A bordo de una donko-bune decorada para la ocasión, los recién casados recorren los canales mientras se presentan simbólicamente ante la comunidad como marido y mujer. A medida que avanzan por el agua, familiares, vecinos y turistas les dedican felicitaciones y buenos deseos desde otras embarcaciones o desde las orillas.
Esta tradición, profundamente arraigada en la cultura local, se ha convertido en una de las imágenes más representativas de Yanagawa y atrae incluso a parejas extranjeras que desean celebrar su unión de una forma única y memorable.
Ryokan Ohana Yanagawa Tachibana-Tei
Para quienes desean profundizar en la historia de Yanagawa, una de las experiencias más recomendables es alojarse en Ohana, la antigua residencia de la familia Tachibana, señores feudales del dominio de Yanagawa durante el período Edo.
Este excepcional complejo histórico es uno de los pocos lugares de Japón que conserva íntegramente un conjunto arquitectónico de gran valor patrimonial reconvertido en alojamiento. Administrado aún por descendientes de la familia Tachibana, Ohana ofrece a sus visitantes la oportunidad de sumergirse en más de 400 años de historia viva.
En 1950, Kazuo Tachibana, decimosexto jefe de la familia, junto con su esposa Fumiko, decidió transformar la antigua residencia en un ryokan-restaurante con el propósito de preservar el legado familiar. Gracias a esta iniciativa, el edificio no solo ha logrado mantenerse en pie, sino también continuar transmitiendo la historia, la cultura y la identidad de Yanagawa a las nuevas generaciones.
El santuario del señor feudal: Mihashira Jinja
Fundado en 1826, el santuario Mihashira Jinja es uno de los lugares espirituales más importantes de Yanagawa.
Su nombre, que puede traducirse como “Santuario de las Tres Deidades”, hace referencia a las tres figuras históricas que allí son veneradas: Tachibana Muneshige, primer señor del dominio de Yanagawa; su esposa, Tachibana Ginchiyo; y el padre de esta, Bekki Dosetsu.
Muneshige ocupa un lugar especial en la memoria local debido a su extraordinaria trayectoria política y militar.
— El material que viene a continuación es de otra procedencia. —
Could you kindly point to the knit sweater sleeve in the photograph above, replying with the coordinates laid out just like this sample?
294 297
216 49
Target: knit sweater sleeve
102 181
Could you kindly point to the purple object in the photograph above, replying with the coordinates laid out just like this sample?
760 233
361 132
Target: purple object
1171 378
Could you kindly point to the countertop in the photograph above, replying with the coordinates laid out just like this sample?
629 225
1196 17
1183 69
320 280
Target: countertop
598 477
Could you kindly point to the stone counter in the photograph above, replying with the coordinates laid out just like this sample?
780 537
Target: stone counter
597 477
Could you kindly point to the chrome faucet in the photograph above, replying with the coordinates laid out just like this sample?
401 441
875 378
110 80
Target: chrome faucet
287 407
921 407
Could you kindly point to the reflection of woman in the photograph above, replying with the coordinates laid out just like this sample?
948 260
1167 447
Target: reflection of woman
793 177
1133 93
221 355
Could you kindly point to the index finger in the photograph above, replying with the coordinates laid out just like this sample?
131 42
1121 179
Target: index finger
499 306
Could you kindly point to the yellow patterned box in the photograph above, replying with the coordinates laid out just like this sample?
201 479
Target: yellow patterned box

Tras perder sus dominios durante los conflictos del período Sengoku, logró recuperarlos años después, una hazaña poco común en la historia feudal japonesa. Por ello, es venerado como una deidad vinculada a la recuperación, la superación y el renacimiento.
El plato gastronómico más representativo de Yanagawa: el unagi no seiro-mushi
La gastronomía de Yanagawa está estrechamente vinculada a los recursos del mar de Ariake, famoso por sus grandes mareas y su rica biodiversidad. Sin embargo, existe un plato que destaca por encima de todos: el unagi no seiro-mushi.
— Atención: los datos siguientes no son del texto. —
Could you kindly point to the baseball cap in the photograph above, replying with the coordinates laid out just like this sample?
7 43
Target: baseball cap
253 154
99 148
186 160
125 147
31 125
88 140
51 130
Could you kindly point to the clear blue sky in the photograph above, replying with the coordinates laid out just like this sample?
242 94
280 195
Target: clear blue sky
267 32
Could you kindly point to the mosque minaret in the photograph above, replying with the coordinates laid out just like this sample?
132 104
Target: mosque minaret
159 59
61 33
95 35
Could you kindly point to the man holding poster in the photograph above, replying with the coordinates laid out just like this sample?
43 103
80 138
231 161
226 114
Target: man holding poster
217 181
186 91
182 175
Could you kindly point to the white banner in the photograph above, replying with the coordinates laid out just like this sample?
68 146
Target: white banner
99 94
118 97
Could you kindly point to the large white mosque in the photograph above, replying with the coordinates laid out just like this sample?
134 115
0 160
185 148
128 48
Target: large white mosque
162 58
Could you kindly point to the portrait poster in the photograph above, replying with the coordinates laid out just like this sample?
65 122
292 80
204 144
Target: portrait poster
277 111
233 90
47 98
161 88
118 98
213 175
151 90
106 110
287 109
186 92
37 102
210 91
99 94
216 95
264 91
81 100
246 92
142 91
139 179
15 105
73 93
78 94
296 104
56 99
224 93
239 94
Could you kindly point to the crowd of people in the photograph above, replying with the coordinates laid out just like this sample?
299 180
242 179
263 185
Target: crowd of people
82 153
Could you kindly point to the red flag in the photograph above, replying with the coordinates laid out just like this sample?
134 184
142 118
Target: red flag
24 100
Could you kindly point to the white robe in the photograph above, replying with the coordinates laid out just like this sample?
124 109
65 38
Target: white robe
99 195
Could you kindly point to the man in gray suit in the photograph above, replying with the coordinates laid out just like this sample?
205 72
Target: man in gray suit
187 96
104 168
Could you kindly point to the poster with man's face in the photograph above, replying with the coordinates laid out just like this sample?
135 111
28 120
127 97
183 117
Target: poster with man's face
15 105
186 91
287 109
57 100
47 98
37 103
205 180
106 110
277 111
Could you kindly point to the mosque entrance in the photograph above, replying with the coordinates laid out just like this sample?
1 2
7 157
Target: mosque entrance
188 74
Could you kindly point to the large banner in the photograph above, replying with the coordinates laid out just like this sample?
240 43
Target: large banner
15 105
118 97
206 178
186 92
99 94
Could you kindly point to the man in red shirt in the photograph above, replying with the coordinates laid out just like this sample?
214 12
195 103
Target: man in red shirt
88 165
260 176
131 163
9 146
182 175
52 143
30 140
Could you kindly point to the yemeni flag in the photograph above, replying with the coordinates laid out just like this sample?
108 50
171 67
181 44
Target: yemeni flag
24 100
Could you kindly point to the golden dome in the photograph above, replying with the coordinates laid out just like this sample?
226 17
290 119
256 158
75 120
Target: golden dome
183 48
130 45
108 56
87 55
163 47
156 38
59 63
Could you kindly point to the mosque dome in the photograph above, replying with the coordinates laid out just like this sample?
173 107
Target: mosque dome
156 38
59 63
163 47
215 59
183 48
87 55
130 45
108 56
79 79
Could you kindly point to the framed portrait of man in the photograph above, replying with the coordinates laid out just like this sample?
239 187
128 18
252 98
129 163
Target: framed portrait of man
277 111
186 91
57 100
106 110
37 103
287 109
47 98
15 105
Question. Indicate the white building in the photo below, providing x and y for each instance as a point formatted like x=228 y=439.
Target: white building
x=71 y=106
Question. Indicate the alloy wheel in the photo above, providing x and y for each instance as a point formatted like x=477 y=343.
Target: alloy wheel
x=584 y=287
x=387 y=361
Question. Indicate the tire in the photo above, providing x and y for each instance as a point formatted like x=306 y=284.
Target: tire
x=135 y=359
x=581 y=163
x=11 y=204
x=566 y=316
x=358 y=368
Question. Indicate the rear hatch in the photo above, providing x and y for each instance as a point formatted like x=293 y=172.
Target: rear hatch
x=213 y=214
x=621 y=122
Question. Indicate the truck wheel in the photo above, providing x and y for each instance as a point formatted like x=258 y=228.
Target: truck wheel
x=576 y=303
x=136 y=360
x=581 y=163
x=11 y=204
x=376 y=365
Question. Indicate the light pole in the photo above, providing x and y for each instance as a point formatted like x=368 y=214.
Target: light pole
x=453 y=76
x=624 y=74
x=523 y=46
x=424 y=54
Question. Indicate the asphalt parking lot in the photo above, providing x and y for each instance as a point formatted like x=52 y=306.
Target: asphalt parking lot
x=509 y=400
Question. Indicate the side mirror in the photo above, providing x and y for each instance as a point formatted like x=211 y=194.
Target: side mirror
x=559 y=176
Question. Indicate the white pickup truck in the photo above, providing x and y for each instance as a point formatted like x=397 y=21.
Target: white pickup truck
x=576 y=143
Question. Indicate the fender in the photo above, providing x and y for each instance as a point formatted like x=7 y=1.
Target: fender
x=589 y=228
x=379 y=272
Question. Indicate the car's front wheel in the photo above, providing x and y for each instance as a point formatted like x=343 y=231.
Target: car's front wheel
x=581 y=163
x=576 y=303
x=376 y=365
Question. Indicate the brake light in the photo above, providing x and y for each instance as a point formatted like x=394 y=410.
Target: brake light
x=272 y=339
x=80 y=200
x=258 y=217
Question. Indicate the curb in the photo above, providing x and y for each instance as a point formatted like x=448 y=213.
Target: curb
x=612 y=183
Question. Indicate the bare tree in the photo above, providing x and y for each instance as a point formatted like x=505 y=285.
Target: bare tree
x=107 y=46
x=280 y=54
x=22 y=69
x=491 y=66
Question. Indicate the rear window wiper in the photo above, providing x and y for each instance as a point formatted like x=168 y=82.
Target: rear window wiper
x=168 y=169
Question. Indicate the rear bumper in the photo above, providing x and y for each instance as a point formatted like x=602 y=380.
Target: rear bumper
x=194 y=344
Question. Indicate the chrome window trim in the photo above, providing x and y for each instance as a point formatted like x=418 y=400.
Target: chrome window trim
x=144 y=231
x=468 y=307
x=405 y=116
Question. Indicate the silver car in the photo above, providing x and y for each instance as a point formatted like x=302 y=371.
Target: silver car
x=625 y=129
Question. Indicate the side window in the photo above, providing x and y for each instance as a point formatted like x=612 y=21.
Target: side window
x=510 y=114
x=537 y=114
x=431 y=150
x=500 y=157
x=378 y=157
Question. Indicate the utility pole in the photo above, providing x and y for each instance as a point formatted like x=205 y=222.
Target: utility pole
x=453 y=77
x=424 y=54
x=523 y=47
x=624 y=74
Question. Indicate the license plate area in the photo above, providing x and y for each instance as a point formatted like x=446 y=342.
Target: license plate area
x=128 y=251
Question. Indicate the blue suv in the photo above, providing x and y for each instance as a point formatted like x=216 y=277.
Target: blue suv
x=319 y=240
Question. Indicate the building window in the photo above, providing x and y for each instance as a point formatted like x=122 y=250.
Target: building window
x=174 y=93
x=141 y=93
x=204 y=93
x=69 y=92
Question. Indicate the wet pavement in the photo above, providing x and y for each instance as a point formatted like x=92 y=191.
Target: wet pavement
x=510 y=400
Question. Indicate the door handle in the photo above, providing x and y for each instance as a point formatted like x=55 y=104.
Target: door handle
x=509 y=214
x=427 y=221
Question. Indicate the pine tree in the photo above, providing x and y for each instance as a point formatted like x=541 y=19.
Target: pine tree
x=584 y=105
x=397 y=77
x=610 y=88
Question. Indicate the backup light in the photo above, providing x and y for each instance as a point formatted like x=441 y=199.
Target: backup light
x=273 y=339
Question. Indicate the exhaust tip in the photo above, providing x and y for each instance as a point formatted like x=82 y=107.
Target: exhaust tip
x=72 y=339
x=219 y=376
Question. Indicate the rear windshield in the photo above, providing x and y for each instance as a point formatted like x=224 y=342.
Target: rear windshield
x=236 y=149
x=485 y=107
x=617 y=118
Esta especialidad consiste en anguila a la parrilla servida sobre arroz sazonado y cocinada posteriormente al vapor en una cesta de bambú. El resultado es una textura especialmente tierna y jugosa, acompañada por el aroma tostado característico de la anguila.
Se trata de una receta nacida en Yanagawa que hoy forma parte de la identidad gastronómica de la ciudad.
Ganso Motoyoshiya Honten
Fundado a mediados del siglo XIX, este histórico establecimiento es uno de los referentes de la gastronomía local. Su larga trayectoria y el respeto por las recetas tradicionales lo han convertido en una institución para quienes desean probar el auténtico unagi no seiro-mushi.
Wakamatsuya
Muy apreciado por los habitantes de la ciudad, Wakamatsuya destaca por su salsa secreta transmitida de generación en generación y por la calidad de su anguila, cuidadosamente asada al carbón antes de ser cocinada al vapor.
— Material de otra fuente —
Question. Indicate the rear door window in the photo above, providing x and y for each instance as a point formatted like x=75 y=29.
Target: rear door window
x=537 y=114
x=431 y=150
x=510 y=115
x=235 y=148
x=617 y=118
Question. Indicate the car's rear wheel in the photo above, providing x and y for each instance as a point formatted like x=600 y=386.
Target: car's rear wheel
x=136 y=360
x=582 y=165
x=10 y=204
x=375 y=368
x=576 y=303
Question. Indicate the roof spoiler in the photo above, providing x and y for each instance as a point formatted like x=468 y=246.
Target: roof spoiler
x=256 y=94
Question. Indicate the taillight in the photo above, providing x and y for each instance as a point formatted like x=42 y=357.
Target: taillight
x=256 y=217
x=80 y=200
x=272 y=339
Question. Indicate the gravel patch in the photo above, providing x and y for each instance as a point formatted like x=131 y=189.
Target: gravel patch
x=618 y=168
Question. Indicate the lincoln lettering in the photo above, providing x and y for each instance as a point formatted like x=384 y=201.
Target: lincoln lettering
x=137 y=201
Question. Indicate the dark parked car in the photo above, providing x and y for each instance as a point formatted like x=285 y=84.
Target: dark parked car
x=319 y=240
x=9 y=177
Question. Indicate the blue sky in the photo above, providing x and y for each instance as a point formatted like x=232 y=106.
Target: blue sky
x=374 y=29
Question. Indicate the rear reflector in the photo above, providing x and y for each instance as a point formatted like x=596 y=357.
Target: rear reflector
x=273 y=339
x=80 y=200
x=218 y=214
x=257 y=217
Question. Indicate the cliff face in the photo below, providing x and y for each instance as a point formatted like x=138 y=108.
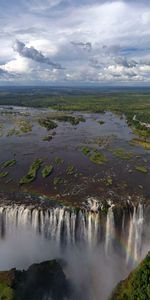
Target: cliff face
x=40 y=282
x=136 y=285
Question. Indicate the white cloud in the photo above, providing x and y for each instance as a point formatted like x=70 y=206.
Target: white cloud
x=96 y=41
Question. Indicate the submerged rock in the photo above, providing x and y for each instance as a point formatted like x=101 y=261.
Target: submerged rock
x=136 y=285
x=41 y=281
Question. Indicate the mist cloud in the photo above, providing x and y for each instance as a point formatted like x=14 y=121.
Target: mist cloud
x=32 y=53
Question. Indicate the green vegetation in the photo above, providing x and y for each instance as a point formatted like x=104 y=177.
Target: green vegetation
x=13 y=131
x=70 y=170
x=98 y=158
x=101 y=122
x=6 y=293
x=47 y=170
x=58 y=160
x=86 y=151
x=47 y=123
x=58 y=180
x=3 y=174
x=32 y=172
x=47 y=138
x=108 y=181
x=24 y=126
x=122 y=154
x=71 y=119
x=9 y=163
x=143 y=144
x=142 y=169
x=137 y=285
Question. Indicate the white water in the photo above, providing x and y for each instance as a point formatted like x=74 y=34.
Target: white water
x=85 y=239
x=68 y=227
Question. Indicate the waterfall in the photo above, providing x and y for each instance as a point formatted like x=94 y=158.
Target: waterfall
x=135 y=234
x=110 y=231
x=67 y=227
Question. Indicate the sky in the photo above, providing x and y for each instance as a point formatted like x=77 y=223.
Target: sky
x=74 y=42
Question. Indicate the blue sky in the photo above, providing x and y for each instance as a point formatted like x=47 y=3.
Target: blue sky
x=72 y=41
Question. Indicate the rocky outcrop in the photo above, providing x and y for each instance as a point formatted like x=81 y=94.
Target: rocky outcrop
x=136 y=285
x=44 y=281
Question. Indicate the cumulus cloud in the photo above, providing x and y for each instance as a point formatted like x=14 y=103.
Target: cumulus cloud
x=32 y=53
x=95 y=41
x=85 y=46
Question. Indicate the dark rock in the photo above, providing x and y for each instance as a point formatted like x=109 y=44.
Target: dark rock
x=44 y=281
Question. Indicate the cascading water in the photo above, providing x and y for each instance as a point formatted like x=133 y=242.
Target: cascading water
x=69 y=227
x=135 y=234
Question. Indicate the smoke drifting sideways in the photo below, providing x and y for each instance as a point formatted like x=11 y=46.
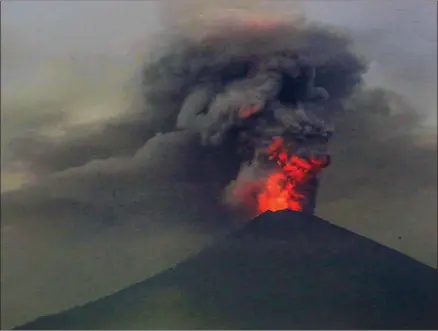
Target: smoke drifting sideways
x=247 y=86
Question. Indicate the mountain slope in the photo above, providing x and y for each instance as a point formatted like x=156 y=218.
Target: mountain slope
x=283 y=270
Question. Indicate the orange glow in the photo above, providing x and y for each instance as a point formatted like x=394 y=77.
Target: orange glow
x=281 y=189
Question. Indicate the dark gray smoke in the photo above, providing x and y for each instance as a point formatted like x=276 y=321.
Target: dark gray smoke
x=245 y=84
x=117 y=202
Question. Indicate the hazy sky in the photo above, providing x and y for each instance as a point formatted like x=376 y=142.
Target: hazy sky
x=86 y=231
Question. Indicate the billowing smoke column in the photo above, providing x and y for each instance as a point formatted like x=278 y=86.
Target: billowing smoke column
x=272 y=90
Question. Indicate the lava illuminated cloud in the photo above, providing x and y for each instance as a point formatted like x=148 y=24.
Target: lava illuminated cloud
x=285 y=188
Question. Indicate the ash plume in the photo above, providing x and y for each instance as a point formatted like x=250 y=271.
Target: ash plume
x=109 y=194
x=243 y=85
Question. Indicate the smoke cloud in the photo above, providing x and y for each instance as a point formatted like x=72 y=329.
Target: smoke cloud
x=114 y=198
Yanagawa, una experiencia para recorrer con los cinco sentidos
Yanagawa es una ciudad que invita a bajar el ritmo. Navegar por sus canales a bordo de una donko-bune permite descubrir la vida cotidiana desde una perspectiva diferente, dejándose llevar por el agua mientras la historia y el paisaje se despliegan lentamente ante los ojos del visitante.
Su célebre unagi no seiro-mushi, sus tradiciones centenarias y el encanto de una ciudad moldeada por el agua convierten la visita en una experiencia difícil de olvidar. Si viajas a Fukuoka, merece la pena dedicar un día a descubrir esta joya cultural que sigue conservando un ritmo y una identidad propios.